Suppose that $D_{2n}=\langle r,s\vert r^n=s^2=1,\, srs=r^{-1} \rangle=\lbrace1,r,\cdots, r^{n-1}, s,rs,\cdots, r^{n-1}s\rbrace$ denotes the dihedral group of order $2n$. We know that the conjugacy classes of $D_{2n}$ are as follows: If $n$ is odd, then the conjugacy classes are: $\{1\}, \{r,r^{-1}\},…, \{r^{\frac{n-1}{2}},r^{\frac{-(n-1)}{2}}\}$, $\{s, rs,…,r^{(n-1)}s\}.$
If $n=2m$ is even, then the conjugacy classes are: $\{1\}, \{r^{m}\}, \{r,r^{-1}\}$,$…, \{r^{(m-1)},r^{-m+1}\}, \{r^{2j}s,0\leq j\leq m-1\}, \{r^{2j+1}s, 0\leq j\leq m-1\}.$
Consider $D_{2n}$ as a transitive permutation group on a set $\Omega$ of size $n$. Recall that for each element $g$ of a group $G$, fix$(g)=\lbrace \alpha \in \Omega\vert \alpha^g=\alpha\rbrace$ and supp$(g)=\lbrace \alpha \in \Omega\vert \alpha^g\neq \alpha\rbrace$. We know that two elements of the symmetric group $S_n$ are conjugate if and only if they have the same cycle structure. I am interested in finding the cycle structure of elements of $D_{2n}$ as a permutation group on $\Omega=\lbrace 1,\cdots, n\rbrace$. Using GAP, I figured out that when $n$ is odd, then in the cycle structure of elements of the group, all the points $\lbrace 1,\cdots, n\rbrace$ appear, but when $n$ is even, some points of $\Omega$ have been fixed by some elements of order 2. For example, the elements of $D_{12}$ as a permutation group on the set $\lbrace 1,\cdots, 6\rbrace$ have cycle structures of the types: one cycle of length 6 or two cycles of length 3 or two cycles of length 2 or three cycles of length 2. I am looking for a technique to find the cycle structure of elements of the dihedral group $D_{2n}$, when $n=p_1^{a_1}\cdots p_s^{a_s}$ for distinct primes $p_1,\cdots, p_s$. I guess it is related to the conjugacy classes of the group.
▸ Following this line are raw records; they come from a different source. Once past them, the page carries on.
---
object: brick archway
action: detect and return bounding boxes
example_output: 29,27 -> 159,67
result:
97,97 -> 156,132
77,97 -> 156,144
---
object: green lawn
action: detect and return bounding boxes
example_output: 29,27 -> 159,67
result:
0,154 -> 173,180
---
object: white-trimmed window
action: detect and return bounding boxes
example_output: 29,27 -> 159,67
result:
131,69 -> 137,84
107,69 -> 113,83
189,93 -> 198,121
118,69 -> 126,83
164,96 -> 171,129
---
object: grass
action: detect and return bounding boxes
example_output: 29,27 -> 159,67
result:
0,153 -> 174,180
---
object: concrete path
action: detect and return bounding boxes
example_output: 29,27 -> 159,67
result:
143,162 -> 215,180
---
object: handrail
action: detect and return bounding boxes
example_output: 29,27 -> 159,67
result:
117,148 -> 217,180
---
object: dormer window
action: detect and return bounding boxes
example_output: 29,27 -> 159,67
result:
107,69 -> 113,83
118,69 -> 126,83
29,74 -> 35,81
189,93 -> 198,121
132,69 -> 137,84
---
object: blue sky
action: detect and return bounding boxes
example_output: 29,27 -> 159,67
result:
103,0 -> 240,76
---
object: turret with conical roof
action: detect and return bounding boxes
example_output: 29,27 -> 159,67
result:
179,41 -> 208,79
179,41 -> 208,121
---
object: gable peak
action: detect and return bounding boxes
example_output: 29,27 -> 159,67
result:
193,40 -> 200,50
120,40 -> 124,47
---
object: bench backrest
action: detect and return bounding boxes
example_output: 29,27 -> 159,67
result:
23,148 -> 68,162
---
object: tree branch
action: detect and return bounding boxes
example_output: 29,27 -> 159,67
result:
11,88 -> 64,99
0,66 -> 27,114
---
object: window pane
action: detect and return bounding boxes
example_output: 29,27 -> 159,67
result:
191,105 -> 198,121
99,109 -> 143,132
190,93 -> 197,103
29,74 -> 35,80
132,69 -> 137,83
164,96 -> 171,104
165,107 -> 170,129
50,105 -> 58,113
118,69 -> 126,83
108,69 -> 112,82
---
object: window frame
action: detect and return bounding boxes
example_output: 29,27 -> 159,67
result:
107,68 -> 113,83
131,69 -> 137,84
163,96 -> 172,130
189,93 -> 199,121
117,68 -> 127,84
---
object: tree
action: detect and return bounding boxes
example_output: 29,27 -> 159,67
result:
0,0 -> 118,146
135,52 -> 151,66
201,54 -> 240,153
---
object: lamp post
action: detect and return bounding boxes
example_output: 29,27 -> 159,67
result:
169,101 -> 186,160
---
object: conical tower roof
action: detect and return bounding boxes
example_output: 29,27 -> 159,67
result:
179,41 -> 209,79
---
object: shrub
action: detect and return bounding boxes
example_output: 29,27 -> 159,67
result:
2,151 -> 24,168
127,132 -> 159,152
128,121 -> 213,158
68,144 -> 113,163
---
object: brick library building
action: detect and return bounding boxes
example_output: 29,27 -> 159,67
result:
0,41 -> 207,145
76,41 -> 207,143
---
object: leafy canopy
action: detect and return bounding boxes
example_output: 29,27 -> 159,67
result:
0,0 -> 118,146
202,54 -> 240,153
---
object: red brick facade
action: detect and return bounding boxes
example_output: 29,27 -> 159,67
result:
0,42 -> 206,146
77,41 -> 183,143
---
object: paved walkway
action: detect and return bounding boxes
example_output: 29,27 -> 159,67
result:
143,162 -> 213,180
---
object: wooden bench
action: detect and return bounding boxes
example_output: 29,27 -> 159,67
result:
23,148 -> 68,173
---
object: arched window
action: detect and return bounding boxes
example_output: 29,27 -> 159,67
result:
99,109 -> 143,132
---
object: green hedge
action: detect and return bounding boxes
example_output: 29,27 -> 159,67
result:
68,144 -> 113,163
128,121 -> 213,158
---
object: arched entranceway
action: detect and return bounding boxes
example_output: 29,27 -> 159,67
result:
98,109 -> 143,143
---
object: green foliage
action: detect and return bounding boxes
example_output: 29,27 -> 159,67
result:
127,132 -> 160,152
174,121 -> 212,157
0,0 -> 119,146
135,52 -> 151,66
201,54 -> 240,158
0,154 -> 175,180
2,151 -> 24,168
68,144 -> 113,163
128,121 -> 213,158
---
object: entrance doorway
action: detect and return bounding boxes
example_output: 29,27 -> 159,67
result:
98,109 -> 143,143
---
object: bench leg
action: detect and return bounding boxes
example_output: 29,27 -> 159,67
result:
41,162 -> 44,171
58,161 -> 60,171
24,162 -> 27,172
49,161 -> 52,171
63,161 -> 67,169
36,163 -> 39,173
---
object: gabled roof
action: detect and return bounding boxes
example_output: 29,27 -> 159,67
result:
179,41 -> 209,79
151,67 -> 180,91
I don't know how to find the sets fix$(g)$ and supp$(g)$ for every $g\in D_{2n}$.

Answer 1

I deleted my last comment because it was too inaccurate.

Everything below is just a long comment.

What is more accurate is the following. Recall that I am used to the fact that $D_n$ is a dihedral group of order $2n$. Let $r=(1,2,\ldots,n)$, $s=(1,n)(2,n-1)\ldots(n/2,n/2+1)$. If $n=2m$ and $m$ is even, then $r$ is a cycle of even length and hence $r$ is an odd permutation, and $s$ is the product of an even number of transpositions and hence an even permutation. Then from geometrical considerations each permutation of the form $r^is$ has at most two fixed symbols. Hence, it follows that $r^is$ at even $i$ is the product of $m$ independent transpositions and at odd $i$ such transpositions are $m-1$.

The case when $m$ is odd is treated similarly.

If I understand your question correctly.